HONOLULU (AP) - The scaled-back version of President Donald Trump’s travel ban has illogical standards for who should be prohibited from entering the country, Hawaii’s attorney general said Friday.
Doug Chin raised questions about why a stepbrother or stepsister should be allowed into the country but not a grandmother.
“What does the U.S. government have against grandmothers?” Chin asked. “Why is it that those people not allowed to come into the country? What national security initiative are we thinking about?”
He spoke days after the Trump administration, acting after the Supreme Court partially restored Trump’s travel ban executive order, set new criteria barring entry to the U.S. for some citizens from six majority-Muslim countries.

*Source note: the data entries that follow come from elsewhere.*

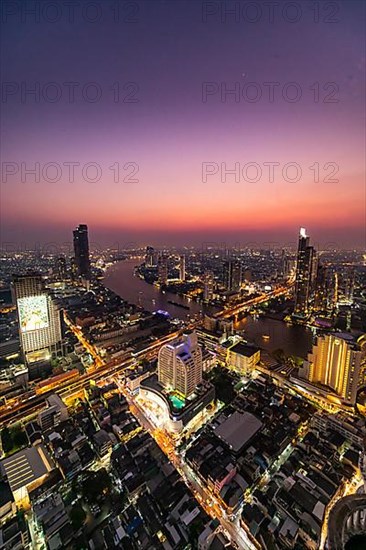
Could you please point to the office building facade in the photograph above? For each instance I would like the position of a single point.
(304, 276)
(180, 364)
(81, 251)
(39, 317)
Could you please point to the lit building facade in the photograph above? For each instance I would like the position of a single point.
(232, 275)
(163, 270)
(182, 268)
(39, 318)
(321, 289)
(81, 251)
(336, 363)
(180, 365)
(208, 289)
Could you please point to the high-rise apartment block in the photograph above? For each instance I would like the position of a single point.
(180, 364)
(81, 251)
(39, 317)
(336, 362)
(304, 275)
(182, 268)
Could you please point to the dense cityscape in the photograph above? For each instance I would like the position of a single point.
(124, 426)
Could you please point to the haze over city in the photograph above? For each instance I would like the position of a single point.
(169, 91)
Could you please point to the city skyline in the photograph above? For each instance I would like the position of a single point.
(183, 275)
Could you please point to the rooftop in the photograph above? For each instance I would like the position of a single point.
(238, 429)
(244, 349)
(26, 466)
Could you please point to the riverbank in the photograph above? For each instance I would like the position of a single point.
(268, 333)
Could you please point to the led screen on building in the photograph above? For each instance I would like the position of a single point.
(33, 313)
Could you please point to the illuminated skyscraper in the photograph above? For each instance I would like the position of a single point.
(81, 250)
(208, 281)
(149, 258)
(61, 268)
(304, 274)
(321, 289)
(163, 270)
(232, 275)
(182, 267)
(39, 318)
(180, 364)
(336, 363)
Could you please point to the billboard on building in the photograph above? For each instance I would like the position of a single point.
(33, 313)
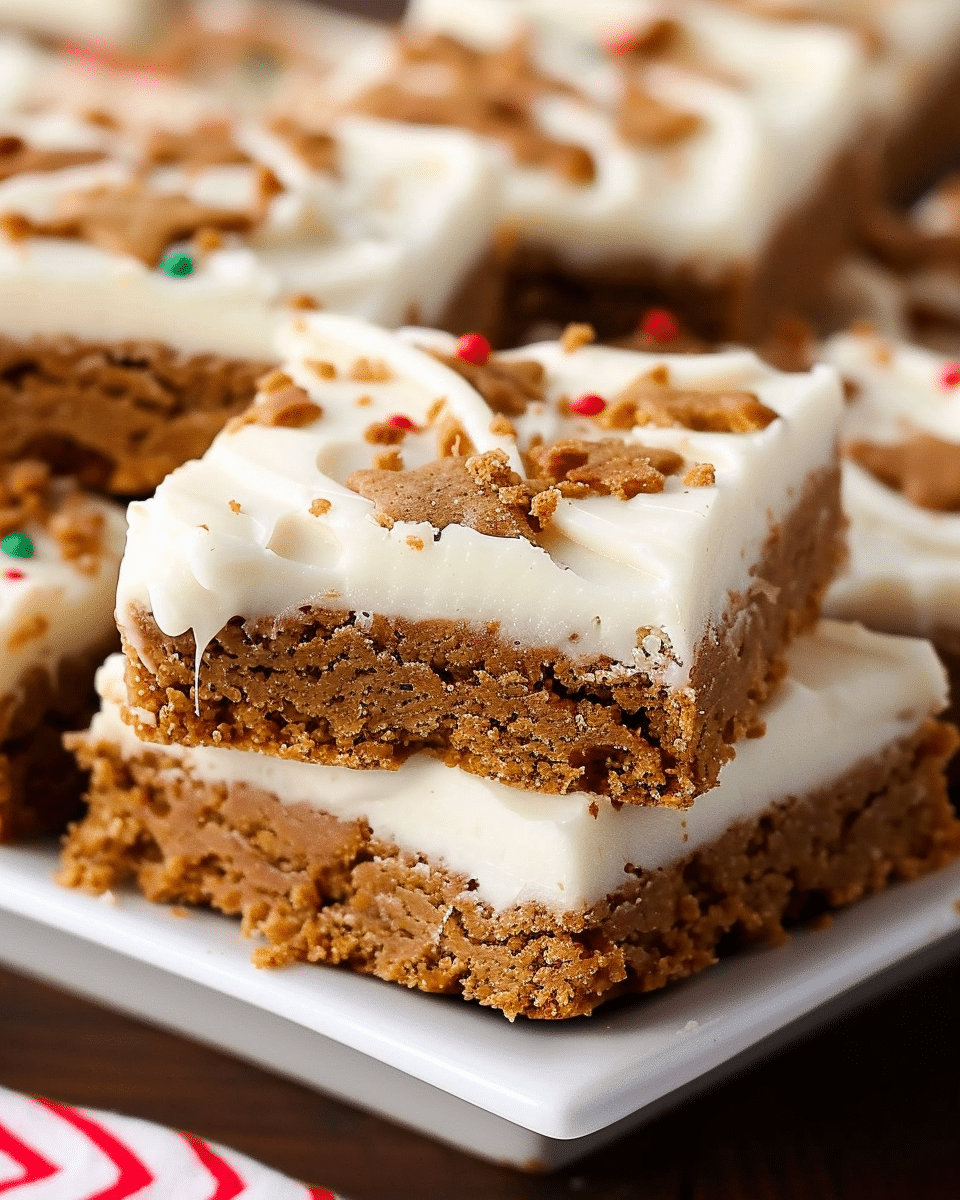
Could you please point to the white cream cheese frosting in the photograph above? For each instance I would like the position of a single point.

Under the temporary rules, citizens of Syria, Sudan, Somalia, Libya, Iran and Yemen who already have visas will be allowed to enter. But people from those countries who want new visas will now have to prove a close family relationship or an existing relationship with an entity like a school or business in the U.S.
The State Department said the personal relationships would include a parent, spouse, son, daughter, son-in-law, daughter-in-law or sibling already in the United States. It does not include other relationships such as grandparents, grandchildren, aunts and uncles.
Chin on Thursday filed an emergency motion asking a federal judge to rule the administration may not enforce the ban against relatives like grandparents, aunts and uncles.
Hakim Ouansafi, the president of the Muslim Association of Hawaii, said the new version of the travel ban would still affect families even though it is more limited than the initial plan by Trump’s administration. “Now we have to struggle with explaining to our children that grandpa and grandma are not considered close family members,” Ouansafi said.
The ban was “vindictive in its inception and it continues to be,” he said. “It seems that this policy is no longer about securing our country when you say to an 80-year-old grandpa you cannot come in.”
Hawaii in February sued to stop Trump’s initial executive order banning people from majority-Muslim countries, saying the policy separates Hawaii’s families and degrades values Hawaii has worked hard to protect.
The U.S. Supreme Court earlier this week said it would hear full arguments on the case in October.
Until then, it allowed the ban to be enforced if visitors lack a “credible claim of a bona fide relationship with a person or entity in the United States.”